In volume 1 of “Jane Eyre” by Charlotte Bronte, Jane Eyre is greatly characterized by the passage on page 36 that takes the readers though the thoughts and feelings of Jane as her doctor asks her questions. With the use of the knowledge of a child’s mind, sophisticated diction, and Jane Eyre’s own opinion of herself in the passage, Bronte is able to show Jane as a mature and intelligent young girl.
Jane is able to look back on her thoughts and choices and give a deep explanation of her thought process even at a young age. Jane is able to see how being a child alters her choice making habits. Poverty is an intimidating image to image oneself in, “still more so to children: they have not much idea of industrious, working, respectable poverty.” Jane is able to see how her view of poverty maybe partly exaggerated because of her age. Even at her young age she is able to understand that being young affects her thought. The passage allows the readers to be able to see Jane’s mature state of mind. The readers can see her thought process and her thoughts about the poor life. It is easy to agree that Jane has control over her thoughts and is well educated based on the way she reflected about poverty with a child’s mind.

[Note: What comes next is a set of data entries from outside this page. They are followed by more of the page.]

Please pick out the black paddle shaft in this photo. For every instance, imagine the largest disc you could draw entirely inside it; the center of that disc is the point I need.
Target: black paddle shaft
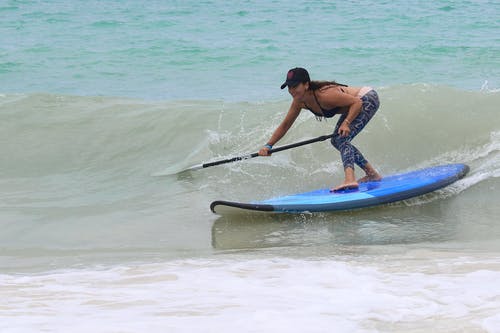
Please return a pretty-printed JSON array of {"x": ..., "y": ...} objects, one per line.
[{"x": 275, "y": 150}]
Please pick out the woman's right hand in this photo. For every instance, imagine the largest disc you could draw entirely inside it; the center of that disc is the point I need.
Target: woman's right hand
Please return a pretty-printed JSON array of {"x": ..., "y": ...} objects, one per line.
[{"x": 264, "y": 151}]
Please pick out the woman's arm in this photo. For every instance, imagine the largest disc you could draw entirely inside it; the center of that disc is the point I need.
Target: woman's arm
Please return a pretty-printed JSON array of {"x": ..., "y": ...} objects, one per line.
[{"x": 293, "y": 113}]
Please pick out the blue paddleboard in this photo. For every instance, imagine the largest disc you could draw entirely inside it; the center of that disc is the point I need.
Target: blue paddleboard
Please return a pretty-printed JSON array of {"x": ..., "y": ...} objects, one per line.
[{"x": 389, "y": 189}]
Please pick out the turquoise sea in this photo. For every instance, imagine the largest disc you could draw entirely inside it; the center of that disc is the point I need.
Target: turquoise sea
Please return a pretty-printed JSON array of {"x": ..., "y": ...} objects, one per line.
[{"x": 101, "y": 100}]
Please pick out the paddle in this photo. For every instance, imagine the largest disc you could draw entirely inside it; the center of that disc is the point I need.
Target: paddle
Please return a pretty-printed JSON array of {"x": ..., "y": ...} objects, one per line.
[{"x": 245, "y": 157}]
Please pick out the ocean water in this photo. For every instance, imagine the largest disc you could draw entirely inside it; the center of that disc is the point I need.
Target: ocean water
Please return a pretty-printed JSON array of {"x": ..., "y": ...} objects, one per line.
[{"x": 102, "y": 102}]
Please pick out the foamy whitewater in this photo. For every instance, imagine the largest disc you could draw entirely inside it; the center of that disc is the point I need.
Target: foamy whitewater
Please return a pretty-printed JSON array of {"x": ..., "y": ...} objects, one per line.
[{"x": 102, "y": 104}]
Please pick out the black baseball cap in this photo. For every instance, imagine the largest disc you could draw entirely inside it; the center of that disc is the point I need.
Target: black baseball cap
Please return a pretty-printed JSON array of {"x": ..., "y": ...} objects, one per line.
[{"x": 295, "y": 76}]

The use of such sophisticated diction in the passage amazes the readers that a child is able to reflect to such an adult level of mind. To a child, poverty means having no money for good food, clothes, education, or a fancy home. Jane is able to expand upon the idea of poverty that it is truly, “industrious, working, respectable poverty.” However, she still have trouble getting over the fact that she believes poverty is “synonymous with degradation.” The use of such sophisticated vocabulary allows the reader to believe that Jane is well educated. Words like “degradation,” “grim,” or “scanty,” allow the readers to see the harsh world Jane envisions. Based on the choice of words in the passage; the readers can see Jane’s exact thoughts about poverty and the deep thought she puts into the delicate topic.

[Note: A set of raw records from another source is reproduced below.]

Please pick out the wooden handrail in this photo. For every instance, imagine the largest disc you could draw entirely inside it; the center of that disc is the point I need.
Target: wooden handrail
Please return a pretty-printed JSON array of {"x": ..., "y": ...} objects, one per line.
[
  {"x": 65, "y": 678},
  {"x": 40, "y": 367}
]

Lastly, the ability for Jane to reflect on herself though out the passage allows the readers to ability to see Jane’s maturity. Jane is able to see what part of living a poor life scares her. To her degradation and poverty are the same things. She fears of living in a much lower standard of life where she would be “with ragged clothes, scanty food, fireless grates, rude manners, and debasing vices.” Jane is able to see her fears of being uneducated and living their life. Even though she wants to find to live with people who truly care about her, she is not brave “enough to purchase liberty at the price of caste.” The ability to look at one self and admit their own flaws demonstrates high levels of maturity even many adults have problems expressing. The passage allows the readers to see Jane’s astonishing talent to understand herself.

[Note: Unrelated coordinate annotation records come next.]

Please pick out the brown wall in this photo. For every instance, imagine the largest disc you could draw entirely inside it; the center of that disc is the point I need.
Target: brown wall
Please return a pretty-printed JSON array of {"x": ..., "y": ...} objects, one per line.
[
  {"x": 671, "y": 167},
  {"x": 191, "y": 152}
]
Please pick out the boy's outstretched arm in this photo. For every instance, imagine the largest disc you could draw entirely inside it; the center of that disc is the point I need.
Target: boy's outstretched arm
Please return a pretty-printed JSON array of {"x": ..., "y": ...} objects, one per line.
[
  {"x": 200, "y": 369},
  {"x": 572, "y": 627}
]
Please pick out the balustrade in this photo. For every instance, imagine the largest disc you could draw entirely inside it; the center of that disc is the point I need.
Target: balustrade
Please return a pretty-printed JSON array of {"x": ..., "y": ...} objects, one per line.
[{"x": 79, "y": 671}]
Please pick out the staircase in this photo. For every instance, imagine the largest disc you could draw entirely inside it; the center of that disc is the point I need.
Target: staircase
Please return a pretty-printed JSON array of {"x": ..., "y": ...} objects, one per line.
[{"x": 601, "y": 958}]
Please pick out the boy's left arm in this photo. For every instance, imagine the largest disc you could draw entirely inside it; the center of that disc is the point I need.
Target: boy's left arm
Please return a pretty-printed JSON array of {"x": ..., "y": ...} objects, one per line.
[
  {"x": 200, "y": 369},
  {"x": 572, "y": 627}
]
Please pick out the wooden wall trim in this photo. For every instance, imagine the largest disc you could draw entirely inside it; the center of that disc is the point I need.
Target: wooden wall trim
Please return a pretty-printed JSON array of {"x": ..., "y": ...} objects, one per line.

With the use of the passage, Jane is easily characterized to be a mature and intelligent young girl. Her ability to understand the differences in though processes between children and adults show her knowledge of different viewpoints. Her sophisticated language gives the readers the impression that Jane is able to deeply describe her thoughts in a well organized manner. Jane’s own ability to reflect on herself throughout the passage shows maturity in such a young age. The passage is rich with Jane’s thoughts, feelings, and character which allows the readers to adore her maturity, openness, and humble attitude.